Just two weeks after arriving at UMass Lowell, Greg Reimonn took up a challenge from his First Year Seminar in Honors (FYSH) professor: Earn extra credit by designing a research project and writing an application for a $1,200 Honors College student fellowship
Reimonn dove in. He had chosen to study plastics engineering because he wanted to find solutions to one of the world’s thorniest environmental challenges: throwaway plastics.
“I’ve been really bothered by a lot of recent environmental news,” he says. “There are a lot of benefits to plastics, but they also do a lot of environmental damage, and this is an opportunity to do something about that.”
While looking for ideas, he read a study by Danish researchers on microplastic particles in the world’s oceans, caused by the breakdown of consumer plastics into tiny pieces. He read more about their effects on marine life and how they end up in the human food chain.
He also realized that microplastics had been well-studied in oceans. But plastics originate on land, so Reimonn figured he would test river water for microplastics from common sources, like single-use water bottles, to learn more about where and how they start to break down.
“The research is moving inland, because you can’t filter the whole ocean for plastic – and we want to know where it comes from,” he says. “The closer to the ocean the plastic is, the more expensive it is to get it out of the ecosystem.”
He wrote up a proposal and found an advisor: Asst. Prof. of Plastics Engineering Wan-Ting Chen, a new faculty member. Then he applied for, and was awarded, a $1,200 honors fellowship.
Now Reimonn is reading all the available research on microplastic pollution in water and learning how to analyze plastics samples. He and Chen will also start collecting and analyzing water samples along the Parker River in Newburyport as it transitions from freshwater to a coastal estuary – piggybacking on mercury pollution research being carried out by Prof.

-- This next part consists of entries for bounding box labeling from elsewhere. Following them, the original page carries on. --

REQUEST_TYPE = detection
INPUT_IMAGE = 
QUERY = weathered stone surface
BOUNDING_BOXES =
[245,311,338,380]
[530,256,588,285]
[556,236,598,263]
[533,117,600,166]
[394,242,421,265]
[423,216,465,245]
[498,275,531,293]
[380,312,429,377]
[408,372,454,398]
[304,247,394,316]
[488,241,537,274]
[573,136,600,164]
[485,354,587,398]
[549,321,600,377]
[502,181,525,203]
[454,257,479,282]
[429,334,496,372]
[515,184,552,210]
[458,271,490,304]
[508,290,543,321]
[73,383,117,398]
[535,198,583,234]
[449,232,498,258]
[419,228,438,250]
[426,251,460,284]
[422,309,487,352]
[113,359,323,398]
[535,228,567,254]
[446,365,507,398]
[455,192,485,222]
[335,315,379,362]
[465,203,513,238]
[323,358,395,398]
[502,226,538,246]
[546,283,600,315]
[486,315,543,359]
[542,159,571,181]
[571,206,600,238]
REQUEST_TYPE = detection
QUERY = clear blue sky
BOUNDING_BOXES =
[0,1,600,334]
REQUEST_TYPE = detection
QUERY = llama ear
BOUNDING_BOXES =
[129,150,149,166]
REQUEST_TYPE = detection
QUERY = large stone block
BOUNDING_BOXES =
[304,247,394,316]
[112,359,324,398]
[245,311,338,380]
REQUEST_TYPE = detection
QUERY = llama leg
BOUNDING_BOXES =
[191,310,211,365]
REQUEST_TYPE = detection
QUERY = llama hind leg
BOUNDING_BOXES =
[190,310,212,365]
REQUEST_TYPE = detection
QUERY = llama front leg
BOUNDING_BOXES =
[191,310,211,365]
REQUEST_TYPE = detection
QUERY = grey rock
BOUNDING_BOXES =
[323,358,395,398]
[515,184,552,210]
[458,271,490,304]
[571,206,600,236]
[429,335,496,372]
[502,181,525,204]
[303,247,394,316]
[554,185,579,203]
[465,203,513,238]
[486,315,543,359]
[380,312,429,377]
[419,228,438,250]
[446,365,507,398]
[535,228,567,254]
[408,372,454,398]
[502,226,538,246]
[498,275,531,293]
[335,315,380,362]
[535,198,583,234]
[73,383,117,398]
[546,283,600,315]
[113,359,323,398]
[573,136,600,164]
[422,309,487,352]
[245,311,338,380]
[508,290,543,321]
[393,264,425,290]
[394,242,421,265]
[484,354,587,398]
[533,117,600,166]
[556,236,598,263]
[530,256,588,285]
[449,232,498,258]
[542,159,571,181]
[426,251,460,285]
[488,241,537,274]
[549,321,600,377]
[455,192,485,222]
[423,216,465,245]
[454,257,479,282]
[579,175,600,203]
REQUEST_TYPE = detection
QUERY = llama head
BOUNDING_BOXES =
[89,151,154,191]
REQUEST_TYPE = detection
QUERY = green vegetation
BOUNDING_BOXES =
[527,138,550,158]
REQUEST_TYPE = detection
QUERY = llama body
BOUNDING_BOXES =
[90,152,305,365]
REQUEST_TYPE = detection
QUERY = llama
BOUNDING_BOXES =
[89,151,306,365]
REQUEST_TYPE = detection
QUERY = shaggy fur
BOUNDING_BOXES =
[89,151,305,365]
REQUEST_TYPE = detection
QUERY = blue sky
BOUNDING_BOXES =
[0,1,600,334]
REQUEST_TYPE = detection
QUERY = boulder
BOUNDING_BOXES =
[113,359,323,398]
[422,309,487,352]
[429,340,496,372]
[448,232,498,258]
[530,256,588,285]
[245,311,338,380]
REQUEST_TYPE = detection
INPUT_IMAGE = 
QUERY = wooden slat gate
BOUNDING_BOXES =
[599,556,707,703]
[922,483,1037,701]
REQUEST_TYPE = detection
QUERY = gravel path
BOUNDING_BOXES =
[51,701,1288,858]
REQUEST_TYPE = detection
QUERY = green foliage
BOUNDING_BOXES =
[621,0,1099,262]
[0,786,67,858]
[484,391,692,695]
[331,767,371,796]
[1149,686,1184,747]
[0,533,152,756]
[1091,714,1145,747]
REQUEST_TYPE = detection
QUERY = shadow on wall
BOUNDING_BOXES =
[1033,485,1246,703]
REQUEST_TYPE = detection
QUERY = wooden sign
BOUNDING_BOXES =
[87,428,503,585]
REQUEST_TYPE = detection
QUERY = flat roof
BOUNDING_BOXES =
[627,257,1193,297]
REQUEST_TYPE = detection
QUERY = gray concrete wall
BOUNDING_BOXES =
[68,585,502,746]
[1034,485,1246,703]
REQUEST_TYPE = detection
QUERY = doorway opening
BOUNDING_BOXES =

Daniel Obrist, chairman of the Department of Environmental, Earth and Atmospheric Sciences, and a graduate student.
“It’s rare for a freshman like myself to get an opportunity like this,” says Reimonn, who will continue the research over the summer under the Immersive Scholar program. “The faculty here are very open to working with undergraduates.”
Reimonn came to UMass Lowell in the footsteps of his two older brothers: Thomas ’15, who majored in chemical engineering, and Patrick ’18, a math major in the Air Force ROTC program.
“A UMass Lowell education is tough to beat, even by schools that charge double,” Reimonn says. “Why would I go anywhere else?”